Every conversation burns 15k-20k tokens of prompt “rent” before it even begins, and all the user sees is a clean chat box. This reminds me of a duck swimming — graceful and smooth above the water, legs kicking frantically below. You think you’re chatting with a simple CLI, but there’s an entire orchestra warming up backstage (￣▽￣)⁠／

Want to Try It Yourself? The Door Isn’t Locked

By now you might be wondering: “Could I do this myself?”

The answer is yes, and the door isn’t even locked. No encryption, no integrity checks, no anti-tamper mechanisms — the binary is just minified, not obfuscated. The key is under the doormat. Most people just never think to look.
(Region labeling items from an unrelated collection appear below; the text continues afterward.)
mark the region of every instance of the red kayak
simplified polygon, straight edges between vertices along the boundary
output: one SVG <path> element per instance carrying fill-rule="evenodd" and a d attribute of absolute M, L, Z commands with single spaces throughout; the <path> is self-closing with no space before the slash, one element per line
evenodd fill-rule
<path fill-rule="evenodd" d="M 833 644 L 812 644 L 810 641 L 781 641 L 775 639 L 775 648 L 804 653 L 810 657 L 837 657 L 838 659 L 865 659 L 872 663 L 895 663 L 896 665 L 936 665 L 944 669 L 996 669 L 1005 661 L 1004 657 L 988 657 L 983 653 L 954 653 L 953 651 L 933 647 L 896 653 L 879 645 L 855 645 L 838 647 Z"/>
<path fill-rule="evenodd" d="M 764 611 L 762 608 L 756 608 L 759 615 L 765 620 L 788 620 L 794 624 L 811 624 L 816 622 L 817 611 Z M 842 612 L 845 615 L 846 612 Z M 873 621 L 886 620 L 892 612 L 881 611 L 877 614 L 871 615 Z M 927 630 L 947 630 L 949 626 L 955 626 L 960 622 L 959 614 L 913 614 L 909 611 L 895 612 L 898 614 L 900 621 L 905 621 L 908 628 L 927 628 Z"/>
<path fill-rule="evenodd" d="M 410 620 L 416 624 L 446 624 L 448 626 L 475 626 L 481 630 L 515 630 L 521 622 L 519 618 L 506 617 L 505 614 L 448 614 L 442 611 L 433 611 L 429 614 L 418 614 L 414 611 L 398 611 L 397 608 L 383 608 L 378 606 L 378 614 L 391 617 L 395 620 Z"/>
The funny thing is, the author isn’t the first curious person to peek inside. Others have intercepted API calls with mitmproxy to watch runtime behavior, found source maps in early versions with clean readable code (later removed by Anthropic), or reverse-inferred the architecture from external execution patterns. Each approach is like taking an X-ray of the same building from a different angle — cracking the binary directly gives you the most complete picture, but the film is hardest to read.

Clawd 溫馨提示：

Different people using different methods to tear apart the same thing, eventually assembling a fuller picture than any single view could provide. This is basically the feral version of open source — the software itself isn’t open source, but the community reverse-engineered it “open” anyway. Anthropic probably has mixed feelings: part of them feels exposed, part of them is secretly proud their product is worth exposing ┐(￣ヘ￣)┌

But no matter what method you use, everyone arrives at the same conclusion — and the author puts it perfectly: Claude Code is fundamentally a prompt delivery system. The code handles tools, manages context, and talks to APIs. But the real product is that prompt — thousands of tokens telling the model how to behave.

The binary is the packaging. The prompt is the product. Like how the soul of instant noodles isn’t the noodle block — it’s the seasoning packet.

(Disclaimer: All of the author’s analysis was performed on locally installed software for educational purposes only. No network interception or authentication bypass was involved.)